Kaiser Health News: Kingsdale: 'People Are Aware that There Are Huge Problems' (Video)
Kaiser Health News' Mary Agnes Carey talks to Jon Kingsdale about the upcoming Supreme Court ruling on the health law and its implications for the future of health care. Kingsdale, who helped implement the Massachusetts health law, divides states into three camps when it comes to implementing the 2010 federal law: Some are preparing in earnest to be ready on time, some are taking steps but waiting on others until the Supreme Court rules and the fall elections occur, and other states have done nothing, with hopes the law will be struck down. Kingsdale now consults with states and others on implementation of the federal health law (6/4). Watch the video. This is the first installment of KHN's video series "Supreme Uncertainty: What's Next After The Court Rules."
Boston Globe: Looking Ahead At Options If Health Law Falls
As the country awaits this month's Supreme Court decision on the fate of President Obama's sweeping health reform law, sharp negative questioning by justices during oral arguments has supporters and opponents girding for the possibility that the entire bill could be overturned. … Even if the court were to strike just the individual mandate and keep the rest of the law intact, some health care advocates, insurers, and lawmakers fear that these consumer protections would be unable to stand on their own (Jan, 6/5).
CQ HealthBeat: Medicaid DSH Payment Cuts Could Add To Financial Woes Of Safety Net Hospitals
Cuts to Medicaid disproportionate share hospital payments required by the health care law could leave safety net facilities unable to pay for necessary modernizations in health care delivery, experts said Monday. No matter how the Supreme Court rules on the law, according to Arthur Gianelli, president and CEO of NuHealth System in New York, payment changes in the health care system have already begun and will not stop. In response, hospitals, including safety net facilities, are reducing admissions, forging partnerships with other providers, expanding primary care and care management and entering into quality-based shared savings arrangements with payers (Bristol, 6/4).

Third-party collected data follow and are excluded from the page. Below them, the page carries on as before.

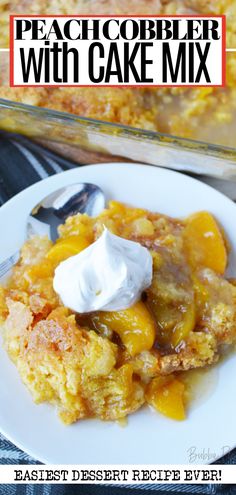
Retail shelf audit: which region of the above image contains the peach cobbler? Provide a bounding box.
[0,201,236,424]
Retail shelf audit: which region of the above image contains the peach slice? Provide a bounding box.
[93,301,156,356]
[46,235,91,266]
[146,375,186,421]
[183,211,227,275]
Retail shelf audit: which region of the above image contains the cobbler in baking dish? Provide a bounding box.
[0,201,236,424]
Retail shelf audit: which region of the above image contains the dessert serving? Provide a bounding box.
[0,201,236,424]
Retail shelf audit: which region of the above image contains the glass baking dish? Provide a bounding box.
[0,99,236,180]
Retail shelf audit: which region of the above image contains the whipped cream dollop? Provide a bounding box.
[53,229,152,313]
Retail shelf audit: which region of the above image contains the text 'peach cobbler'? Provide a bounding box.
[0,201,236,424]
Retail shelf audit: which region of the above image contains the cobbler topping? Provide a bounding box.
[53,228,152,313]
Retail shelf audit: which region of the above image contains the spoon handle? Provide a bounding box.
[0,251,20,278]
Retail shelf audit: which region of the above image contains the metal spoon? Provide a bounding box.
[0,183,105,278]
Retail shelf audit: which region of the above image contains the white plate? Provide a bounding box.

Meanwhile, the anticipation regarding high court's ruling continues to play a role in politics --
Politico: Axe: Not The Time To 'Speculate' On Health Care Redo
President Obama's top campaign strategist David Axelrod is pushing back on reports about the president telling top donors that he may revisit health care in his second term. "Our hope and our expectation is that the Supreme Court will affirm the health care law," Axelrod said on a conference call Monday. "Now is not the time to speculate on that. We believe that the law is constitutional" (Tau, 6/4).
National Journal: Poll: Mixed View On Health Care, Farm Bill
If the Supreme Court strikes down part or all of the Affordable Care Act, a strong plurality of the public wants Congress to try again to come up with a comprehensive health care law to guarantee insurance for all Americans. Forty-six percent of respondents in a new poll favor that ambitious approach, while 18 percent say that Congress should be content to "pass smaller measures that will cover some people without insurance but not as many as the original law." Meanwhile, 28 percent of respondents said that Congress should simply do away with all of President Obama's 2010 law, including any parts the Supreme Court may decide to uphold (Cooper, 6/4).